Australia — Majority of Australian deaths are caused due to ocean rip currents than combined bushfires, cyclones, floods, and shark attacks, according to a University of New South Wales (UNSW) study.
For the study, researchers analysed the data from Australia’s National Coronial Information System from 2004 to 2011.
They found that rip currents are accounted for average 21 human casualties every year when compared to 5.9 bushfire deaths, 4.3 floods victims, 7.5 cyclone fatalities and 1 shark death. Males represented most rip-related deaths with 84.5 percent while females accounted for 15.5 deaths. Deaths from rip currents were more prevalent in age group 25 to 29 with 14.1 percent followed by 12.7 percent in the 20 to 24 age bracket.
“Rips account for greater overall loss of human life than other high profile natural hazards. Yet they do not get anywhere near as much attention and dedicated funding,” Dr Rob Brander, a coastal geomorphologist at UNSW and lead author of the study, said in a statement.
“And this is likely to be an underestimate because there has to be a witness to an event who saw the person was caught in a rip, and then this information has to be included in the coronial report.”
Brander’s team also used information from the Australian Emergency Management Institute National Disaster Database to identify the average number of deaths caused by rips, natural disasters and shark attacks since the mid-to-late 1800s.

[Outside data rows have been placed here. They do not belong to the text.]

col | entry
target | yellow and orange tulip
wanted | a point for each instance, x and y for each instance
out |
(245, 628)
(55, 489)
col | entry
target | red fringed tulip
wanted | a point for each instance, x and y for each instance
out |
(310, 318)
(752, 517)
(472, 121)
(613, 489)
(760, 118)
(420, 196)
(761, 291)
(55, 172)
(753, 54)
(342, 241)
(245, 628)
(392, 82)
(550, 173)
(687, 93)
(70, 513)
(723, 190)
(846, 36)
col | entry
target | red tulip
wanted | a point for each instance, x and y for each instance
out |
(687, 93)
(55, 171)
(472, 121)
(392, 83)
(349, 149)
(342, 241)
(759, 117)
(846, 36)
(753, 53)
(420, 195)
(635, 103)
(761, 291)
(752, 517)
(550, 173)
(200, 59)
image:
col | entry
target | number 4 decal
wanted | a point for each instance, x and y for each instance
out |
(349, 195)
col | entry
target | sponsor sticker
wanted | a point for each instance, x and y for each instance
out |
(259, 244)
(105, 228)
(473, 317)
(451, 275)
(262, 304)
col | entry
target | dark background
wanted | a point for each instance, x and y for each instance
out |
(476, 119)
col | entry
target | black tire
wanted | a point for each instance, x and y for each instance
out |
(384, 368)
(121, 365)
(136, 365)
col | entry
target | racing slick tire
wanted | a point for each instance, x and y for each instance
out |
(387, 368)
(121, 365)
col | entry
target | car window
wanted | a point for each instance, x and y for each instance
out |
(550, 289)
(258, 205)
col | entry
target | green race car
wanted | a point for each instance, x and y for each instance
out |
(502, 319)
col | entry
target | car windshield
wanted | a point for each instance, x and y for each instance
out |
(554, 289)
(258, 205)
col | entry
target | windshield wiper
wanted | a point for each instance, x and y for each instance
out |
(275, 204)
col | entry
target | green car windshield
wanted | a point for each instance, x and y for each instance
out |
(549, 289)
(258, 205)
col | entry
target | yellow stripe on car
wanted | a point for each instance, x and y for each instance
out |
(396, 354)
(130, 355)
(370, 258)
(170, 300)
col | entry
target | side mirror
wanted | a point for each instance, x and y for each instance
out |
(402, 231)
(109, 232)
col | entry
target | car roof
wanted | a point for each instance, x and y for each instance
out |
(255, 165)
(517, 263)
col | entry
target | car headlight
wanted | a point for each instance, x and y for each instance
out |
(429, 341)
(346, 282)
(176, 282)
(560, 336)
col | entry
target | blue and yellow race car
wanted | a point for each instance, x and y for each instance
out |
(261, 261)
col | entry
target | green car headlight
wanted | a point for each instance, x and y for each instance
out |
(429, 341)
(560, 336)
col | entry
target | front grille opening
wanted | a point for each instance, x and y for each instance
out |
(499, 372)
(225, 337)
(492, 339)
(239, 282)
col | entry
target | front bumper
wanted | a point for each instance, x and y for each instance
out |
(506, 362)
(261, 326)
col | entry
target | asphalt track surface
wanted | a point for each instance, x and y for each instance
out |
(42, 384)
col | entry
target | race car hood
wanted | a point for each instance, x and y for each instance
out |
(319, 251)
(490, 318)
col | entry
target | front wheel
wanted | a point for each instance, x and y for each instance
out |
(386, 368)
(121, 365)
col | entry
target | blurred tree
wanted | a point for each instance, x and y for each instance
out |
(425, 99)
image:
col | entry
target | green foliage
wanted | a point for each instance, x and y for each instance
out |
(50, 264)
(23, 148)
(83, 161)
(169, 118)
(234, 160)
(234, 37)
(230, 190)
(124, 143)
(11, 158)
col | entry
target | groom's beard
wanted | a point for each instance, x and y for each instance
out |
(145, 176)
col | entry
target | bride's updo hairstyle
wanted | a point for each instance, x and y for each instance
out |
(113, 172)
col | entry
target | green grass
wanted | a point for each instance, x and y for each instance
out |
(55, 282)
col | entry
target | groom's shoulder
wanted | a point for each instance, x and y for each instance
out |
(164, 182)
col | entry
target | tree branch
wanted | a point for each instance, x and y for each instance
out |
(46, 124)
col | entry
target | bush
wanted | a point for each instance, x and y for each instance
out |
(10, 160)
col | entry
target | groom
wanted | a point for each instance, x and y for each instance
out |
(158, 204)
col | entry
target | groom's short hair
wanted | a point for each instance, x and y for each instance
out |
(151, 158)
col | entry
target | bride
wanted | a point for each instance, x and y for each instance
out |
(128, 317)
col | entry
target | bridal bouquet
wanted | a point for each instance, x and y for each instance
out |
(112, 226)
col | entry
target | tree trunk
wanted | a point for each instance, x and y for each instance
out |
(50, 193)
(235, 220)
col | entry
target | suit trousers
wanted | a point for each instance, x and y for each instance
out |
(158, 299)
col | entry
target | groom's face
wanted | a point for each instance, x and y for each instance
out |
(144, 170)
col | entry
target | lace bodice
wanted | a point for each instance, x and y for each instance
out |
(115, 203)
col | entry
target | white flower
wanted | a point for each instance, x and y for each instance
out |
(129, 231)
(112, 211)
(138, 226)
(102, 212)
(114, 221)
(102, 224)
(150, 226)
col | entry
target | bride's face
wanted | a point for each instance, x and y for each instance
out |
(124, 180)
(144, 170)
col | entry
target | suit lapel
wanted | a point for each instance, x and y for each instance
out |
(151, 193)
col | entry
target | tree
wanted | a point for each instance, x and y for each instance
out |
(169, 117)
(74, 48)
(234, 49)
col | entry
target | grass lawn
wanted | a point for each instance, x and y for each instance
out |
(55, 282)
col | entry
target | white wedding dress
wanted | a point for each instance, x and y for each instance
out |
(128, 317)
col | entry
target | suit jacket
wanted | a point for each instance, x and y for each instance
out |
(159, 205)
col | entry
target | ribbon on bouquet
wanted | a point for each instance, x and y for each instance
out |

“Other types of hazards, like bushfires, have the capacity to claim large numbers of lives in a single event. On the other hand, rip currents are almost always present and rarely result in more than one death at a time. But in the end, more people die as a result of them,” said Brander, Australia’s top rip expert.
The study is published in the journal Natural Hazards and Earth Science Systems.
‘Unlike a disaster where there is a mass loss of life from one incident, rip currents do not have that shock value,” Brander said. ”Someone will drown, and then someone else will drown a few days later in a different location. It is not widely reported and people become complacent about the severity of the hazard,” Sydney Morning Herald reports.
”Studies show Australians do not understand rips and cannot identify rips as well as they think they can.”